The Daily Blog’s Martyn Bradbury enthused: “Without a doubt, this is the best speech Chris Hipkins has given in his entire political career… [His] repudiation of the 40 years of neoliberalism from the 4th Labour Government is a ground breaking admission for Labour.”
Hipkins did no such thing. He hailed David Lange’s 1984–1990 Labour government for its ban on nuclear weapons and energy and decriminalising homosexuality, which was the “progressive” window-dressing for a historic assault on the working class.

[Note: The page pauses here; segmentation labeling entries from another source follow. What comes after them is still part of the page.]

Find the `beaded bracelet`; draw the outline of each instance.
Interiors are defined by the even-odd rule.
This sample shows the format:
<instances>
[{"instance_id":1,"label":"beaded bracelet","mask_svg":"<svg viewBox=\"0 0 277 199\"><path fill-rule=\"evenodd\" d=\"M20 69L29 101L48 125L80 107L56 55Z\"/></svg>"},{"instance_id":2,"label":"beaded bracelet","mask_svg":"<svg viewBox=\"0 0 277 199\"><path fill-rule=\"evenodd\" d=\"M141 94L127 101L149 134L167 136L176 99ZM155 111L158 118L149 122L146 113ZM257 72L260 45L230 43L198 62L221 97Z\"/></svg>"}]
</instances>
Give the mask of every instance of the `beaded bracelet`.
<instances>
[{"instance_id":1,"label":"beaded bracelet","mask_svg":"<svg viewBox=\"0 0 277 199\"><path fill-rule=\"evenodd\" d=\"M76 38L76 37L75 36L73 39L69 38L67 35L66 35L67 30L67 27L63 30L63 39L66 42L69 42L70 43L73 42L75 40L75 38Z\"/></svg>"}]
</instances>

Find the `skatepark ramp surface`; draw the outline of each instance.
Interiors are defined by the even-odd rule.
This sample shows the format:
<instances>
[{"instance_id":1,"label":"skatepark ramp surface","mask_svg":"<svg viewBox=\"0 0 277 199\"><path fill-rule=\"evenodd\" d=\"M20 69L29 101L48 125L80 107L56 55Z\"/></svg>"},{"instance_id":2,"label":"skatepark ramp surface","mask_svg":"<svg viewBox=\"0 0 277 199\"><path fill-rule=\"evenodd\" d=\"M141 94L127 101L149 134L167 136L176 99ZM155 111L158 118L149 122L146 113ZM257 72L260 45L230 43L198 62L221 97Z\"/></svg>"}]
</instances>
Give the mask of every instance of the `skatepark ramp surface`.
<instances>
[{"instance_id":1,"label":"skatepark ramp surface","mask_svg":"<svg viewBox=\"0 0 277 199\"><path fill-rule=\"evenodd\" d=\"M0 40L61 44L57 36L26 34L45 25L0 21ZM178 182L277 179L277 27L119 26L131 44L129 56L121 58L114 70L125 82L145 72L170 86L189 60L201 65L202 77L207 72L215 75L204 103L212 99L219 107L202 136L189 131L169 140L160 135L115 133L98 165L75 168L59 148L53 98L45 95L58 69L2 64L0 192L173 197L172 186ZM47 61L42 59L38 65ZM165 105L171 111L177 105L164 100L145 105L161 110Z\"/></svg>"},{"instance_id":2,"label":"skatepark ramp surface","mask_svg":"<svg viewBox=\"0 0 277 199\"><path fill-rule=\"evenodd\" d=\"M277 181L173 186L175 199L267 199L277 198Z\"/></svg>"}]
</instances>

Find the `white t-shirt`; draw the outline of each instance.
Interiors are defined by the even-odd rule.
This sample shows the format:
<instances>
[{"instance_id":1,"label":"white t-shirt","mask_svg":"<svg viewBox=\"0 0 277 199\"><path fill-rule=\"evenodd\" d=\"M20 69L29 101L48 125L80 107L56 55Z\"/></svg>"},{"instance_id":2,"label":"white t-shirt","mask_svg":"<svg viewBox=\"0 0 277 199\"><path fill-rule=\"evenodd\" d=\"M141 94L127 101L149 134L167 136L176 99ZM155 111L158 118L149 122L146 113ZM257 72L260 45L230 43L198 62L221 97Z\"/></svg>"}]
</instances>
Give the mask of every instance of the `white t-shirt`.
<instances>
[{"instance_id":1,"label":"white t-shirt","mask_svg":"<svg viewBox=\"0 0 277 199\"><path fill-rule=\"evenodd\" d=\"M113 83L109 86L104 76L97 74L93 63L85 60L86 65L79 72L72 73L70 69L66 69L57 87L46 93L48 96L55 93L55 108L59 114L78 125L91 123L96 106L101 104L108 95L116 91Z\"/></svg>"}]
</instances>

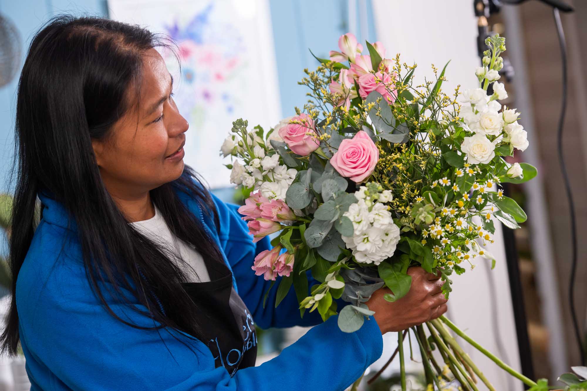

Hipkins merely stated that he had “mixed feelings on the economic reforms of that and subsequent governments, and the four decades of growing inequality and societal decay that has followed.”
Numerous Labour leaders, including Ardern, have sought to verbally distance themselves from the right-wing economic blitzkrieg carried out by the Lange government, without ever reversing its devastating pro-market measures. These included sweeping tax cuts for the rich, the corporatisation and privatisation of public services, with tens of thousands of redundancies, the removal of subsidies for agriculture, and the introduction of the regressive Goods and Services Tax and university fees.
The National Party-led government, in which the far-right ACT and the racist NZ First play a dominant role, is widely hated. But workers and young people who are looking for a way to fight against its reactionary policies must not fall into the trap being laid by Labour and its allies—including the unions, the Greens, Te Pati Māori, and various pseudo-left groups.
The crisis created by capitalism will not be solved through reforms, which were repudiated decades ago by Labour along with other social democratic parties throughout the world. The entire parliamentary establishment shares the same agenda: to drag the country into a catastrophic world war, while attacking the living standards and basic rights of the working class at home.
The only way forward is through an international struggle, in opposition to all these parties, for the abolition of the capitalist system and its replacement with a workers’ government and a socialist society. The major corporations and the banks must be nationalised and placed under the democratic control of the working class. The billions of dollars squandered on war, and hoarded by the super-rich, must be redirected to build schools, hospitals, housing, and to meet all the needs of the working class.